The callback receives:

{
    "query": {...},
    "items": [
        {"id": 1, "score": 0.91, "field": {...}},
    ],
}

It may return ordered IDs, (id, score) pairs, a score array aligned with input items, or a {id: score} mapping.

def rerank(payload):
    query_text = payload["query"].get("text", "")
    scores = []
    for item in payload["items"]:
        title = (item["field"] or {}).get("title", "")
        scores.append((item["id"], 1.0 if query_text in title else 0.0))
    return scores

result = collection.hybrid_search(
    vector=query,
    text="vector",
    text_fields=["title"],
    k=20,
    reranker=rerank,
    rerank_k=5,
    return_fields=True,
)

Set rerank_with_fields=True when the reranker needs fields but the final result does not need to return them.

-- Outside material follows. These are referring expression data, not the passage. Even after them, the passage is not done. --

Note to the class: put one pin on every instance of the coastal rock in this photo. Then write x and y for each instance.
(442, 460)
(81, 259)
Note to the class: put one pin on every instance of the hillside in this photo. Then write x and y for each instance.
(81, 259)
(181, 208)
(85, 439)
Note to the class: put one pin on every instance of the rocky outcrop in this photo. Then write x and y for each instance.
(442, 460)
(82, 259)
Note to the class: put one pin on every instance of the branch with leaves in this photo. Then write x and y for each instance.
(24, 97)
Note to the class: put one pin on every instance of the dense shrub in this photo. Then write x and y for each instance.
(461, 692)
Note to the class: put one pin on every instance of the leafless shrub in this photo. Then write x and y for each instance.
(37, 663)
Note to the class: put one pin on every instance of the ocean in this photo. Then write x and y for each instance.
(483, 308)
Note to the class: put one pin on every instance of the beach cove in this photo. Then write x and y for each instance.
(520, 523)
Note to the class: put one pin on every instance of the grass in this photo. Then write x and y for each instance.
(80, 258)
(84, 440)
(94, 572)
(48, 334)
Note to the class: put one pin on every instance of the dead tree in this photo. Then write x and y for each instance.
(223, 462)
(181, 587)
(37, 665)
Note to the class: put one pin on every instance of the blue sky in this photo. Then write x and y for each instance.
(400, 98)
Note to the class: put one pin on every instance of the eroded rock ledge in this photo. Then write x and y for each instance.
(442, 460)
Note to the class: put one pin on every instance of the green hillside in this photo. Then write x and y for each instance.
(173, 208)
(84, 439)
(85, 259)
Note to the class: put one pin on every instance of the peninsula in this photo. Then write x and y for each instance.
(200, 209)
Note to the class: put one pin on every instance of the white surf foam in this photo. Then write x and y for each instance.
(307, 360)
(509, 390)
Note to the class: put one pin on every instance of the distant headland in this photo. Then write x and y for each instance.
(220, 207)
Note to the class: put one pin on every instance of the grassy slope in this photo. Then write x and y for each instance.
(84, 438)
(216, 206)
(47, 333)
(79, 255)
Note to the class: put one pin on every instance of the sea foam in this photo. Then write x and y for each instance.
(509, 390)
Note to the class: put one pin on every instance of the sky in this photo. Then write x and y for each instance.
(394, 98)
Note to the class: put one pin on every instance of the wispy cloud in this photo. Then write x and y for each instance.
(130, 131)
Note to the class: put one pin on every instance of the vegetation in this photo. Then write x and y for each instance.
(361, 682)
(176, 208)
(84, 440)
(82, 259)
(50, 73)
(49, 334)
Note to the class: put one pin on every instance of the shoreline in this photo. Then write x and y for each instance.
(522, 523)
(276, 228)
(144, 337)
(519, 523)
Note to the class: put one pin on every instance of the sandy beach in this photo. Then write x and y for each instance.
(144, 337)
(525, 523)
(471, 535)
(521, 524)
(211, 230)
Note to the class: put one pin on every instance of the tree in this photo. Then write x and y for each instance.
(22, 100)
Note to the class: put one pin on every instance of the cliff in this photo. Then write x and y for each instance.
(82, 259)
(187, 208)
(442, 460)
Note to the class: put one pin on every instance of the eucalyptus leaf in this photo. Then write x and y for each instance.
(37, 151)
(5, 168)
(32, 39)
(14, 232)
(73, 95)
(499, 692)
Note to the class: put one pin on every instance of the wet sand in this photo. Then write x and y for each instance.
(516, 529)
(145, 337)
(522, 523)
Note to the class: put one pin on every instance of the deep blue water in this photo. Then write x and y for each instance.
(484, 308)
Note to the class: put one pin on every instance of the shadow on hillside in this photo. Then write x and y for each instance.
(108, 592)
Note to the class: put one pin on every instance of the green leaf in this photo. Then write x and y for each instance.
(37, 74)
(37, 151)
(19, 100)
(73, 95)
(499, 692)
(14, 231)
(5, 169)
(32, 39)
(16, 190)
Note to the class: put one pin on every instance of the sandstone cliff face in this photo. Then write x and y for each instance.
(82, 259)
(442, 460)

Search named vector fields

Named vector fields are searched with the same search() method and the vector_field parameter:

collection.create_vector_field("title_embedding", dim=2, metric="ip")
collection.add_named_vectors(
    "title_embedding",
    np.array([[0.8, 0.2], [0.7, 0.3], [0.1, 0.9]], dtype=np.float32),
    ids=[1, 2, 3],
)
collection.build_index("FLAT", field_name="title_embedding")
collection.commit()

title_result = collection.search(
    [0.75, 0.25],
    k=2,
    vector_field="title_embedding",
    return_fields=True,
)
print(title_result.to_list())

The where filter still uses metadata fields from the same IDs.

Search checklist

  • Build a flat index first and verify known queries.
  • Choose the metric that matches your embeddings.
  • Add where filters for tenant, language, visibility, category, and date.
  • Use return_fields=False in hot paths unless fields are needed immediately.
  • Use search_profile() to debug slow or surprising searches.
  • Use text or hybrid search when exact terms matter.
  • Use a reranker when final ordering requires a stronger model or business rules.